Phenotypic characterization

To identify enriched or depleted HPO terms among the 46 NDA-annotated cases with RNU4-2 variants in the regions of interest, compared to unrelated NDA-coded participants without RNU4-2 variants, we computed P values of association using Fisher’s two-sided exact test. We only tested enrichment for terms attached to at least five of the 46 cases and that belonged to the set of nonredundant terms at each level of frequency among the cases.

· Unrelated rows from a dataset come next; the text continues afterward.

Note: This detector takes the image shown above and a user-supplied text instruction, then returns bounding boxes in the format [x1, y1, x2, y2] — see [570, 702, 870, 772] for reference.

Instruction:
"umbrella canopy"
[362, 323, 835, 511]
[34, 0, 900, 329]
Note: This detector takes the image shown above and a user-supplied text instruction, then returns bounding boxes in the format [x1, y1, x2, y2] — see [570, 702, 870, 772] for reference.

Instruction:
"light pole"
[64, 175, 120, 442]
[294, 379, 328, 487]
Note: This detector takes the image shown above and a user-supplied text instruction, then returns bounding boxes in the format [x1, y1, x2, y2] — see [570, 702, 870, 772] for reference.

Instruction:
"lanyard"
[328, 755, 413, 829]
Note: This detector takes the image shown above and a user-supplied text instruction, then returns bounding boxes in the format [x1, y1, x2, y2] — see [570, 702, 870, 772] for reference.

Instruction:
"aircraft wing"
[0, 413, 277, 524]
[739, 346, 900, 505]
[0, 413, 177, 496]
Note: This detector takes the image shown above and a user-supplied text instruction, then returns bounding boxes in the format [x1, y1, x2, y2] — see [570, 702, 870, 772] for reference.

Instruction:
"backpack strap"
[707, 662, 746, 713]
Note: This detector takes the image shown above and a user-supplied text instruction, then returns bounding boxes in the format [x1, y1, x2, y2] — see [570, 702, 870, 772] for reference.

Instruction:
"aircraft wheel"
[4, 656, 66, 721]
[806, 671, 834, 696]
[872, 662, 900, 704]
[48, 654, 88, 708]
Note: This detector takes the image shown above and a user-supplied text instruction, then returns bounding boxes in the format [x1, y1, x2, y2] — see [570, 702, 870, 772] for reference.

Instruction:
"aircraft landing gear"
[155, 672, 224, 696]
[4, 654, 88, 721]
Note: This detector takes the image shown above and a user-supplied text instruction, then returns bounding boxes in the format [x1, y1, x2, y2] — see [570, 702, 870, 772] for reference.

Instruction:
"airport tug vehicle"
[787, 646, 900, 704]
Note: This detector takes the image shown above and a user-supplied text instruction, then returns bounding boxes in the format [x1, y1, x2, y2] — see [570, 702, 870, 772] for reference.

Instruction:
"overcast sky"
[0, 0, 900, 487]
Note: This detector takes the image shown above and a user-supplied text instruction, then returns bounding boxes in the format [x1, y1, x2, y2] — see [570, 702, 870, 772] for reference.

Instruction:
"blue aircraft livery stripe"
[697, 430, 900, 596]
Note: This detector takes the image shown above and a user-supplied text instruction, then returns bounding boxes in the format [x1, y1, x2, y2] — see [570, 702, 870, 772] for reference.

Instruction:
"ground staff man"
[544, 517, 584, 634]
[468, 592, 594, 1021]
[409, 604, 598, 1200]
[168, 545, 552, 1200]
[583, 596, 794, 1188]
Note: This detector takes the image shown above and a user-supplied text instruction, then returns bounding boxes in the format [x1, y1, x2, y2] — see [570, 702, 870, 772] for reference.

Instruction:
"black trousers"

To account for multiple comparisons, we adjusted the P values by multiplying them by the number of tests. An adjusted P value < 0.05 was deemed statistically significant. To visualize both common and distinctive HPO terms for RNU4-2 cases, we selected terms that were either statistically significant or present in at least 50% of the cases, removed redundant terms at each level of frequency among the 46 cases and arranged the terms along with a nonredundant set of ancestral terms as a directed acyclic graph of is-a relations. These analyses were conducted using the ontologyX R package24.

Ethics

Participants of the 100KGP, the 100KGP Pilot Project and the GMS were enrolled to the National Genomic Research Library under a protocol approved by the East of England–Cambridge Central Research Ethics Committee (20/EE/0035). NBR participants were enrolled under a protocol approved by the East of England–Cambridge South Research Ethics Committee (13/EE/0325). The Ethics Committee of University Hospitals Leuven approved genetic and experimental studies of a pedigree enrolled to the NBR in Belgium (ML3580/S50025 and S63666). Only participants who provided written informed consent for their data to be used for research were included in the analyses.

Reporting summary

Further information on research design is available in the Nature Portfolio Reporting Summary linked to this article.